こういった解説動画を見て改めて思うのは、外的要因も含めた構造分析こそが重要であり、ゼロ百の二項思考は不毛の極みということだ。
例えば日本の製造業について、「いらない機能をやたら付け加える」という問題が指摘されているが、これはいわゆる三種の神器が家庭に普及してフォード式の時代が終わりを告げた以上、どういう付加価値をつけるのかというポストフォード式の戦略になること、自体は必然性があった。
しかし、その付加価値が、いわば現場のメーカーオタク的な、あるいは他社との競争意識に基づいたマニアックな機能追加でしかなく、全くと言っていいほど顧客目線に立っていなかったから、失敗したのである。
ついでに言えば、高度経済成長を終えてバブル経済をた日本が競うべきはアメリカが目指すようなIT産業だったりしたわけたが、むしろ「ものづくり大国」として途上国と争うことを選択したので、そりゃあ人件費などの面から言っても価格競争で勝てるわけがないのは至極当然の話であった。
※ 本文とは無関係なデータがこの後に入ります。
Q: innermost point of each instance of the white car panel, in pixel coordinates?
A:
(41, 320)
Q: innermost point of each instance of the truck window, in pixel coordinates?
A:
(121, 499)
もう少し話を広げて仮に「日本的組織」みたいな話をするなら、例えば日本社会は「空気を読む」と言われるようにハイコンテクスト文化とされるが、これは人の流動性が低い江戸時代の村落共同体ならむしろ無駄なものを省くという意味で合理的と言える。
しかし、人の流動性が高まり価値観が多様化した(=共通前提の多くが崩れた)社会では、「言わないとわからない」のでそのようなコミュニケーション様式が非合理的なものとなるのである。よってそのようなやり方を現代において「昔はこうだったから」という理由で押し通そうとするなら、端的に言って愚昧の極みである。
この動画では日本企業の組織的特徴の強みや弱み、あるいは外的な政治環境の変化が国内の経済政策に与えた影響など、様々な側面から日本の電機メーカー衰退の構造を説明しており、こういったアプローチは他の分野について考察する場合でも極めて重要だと感じたので紹介した次第だ。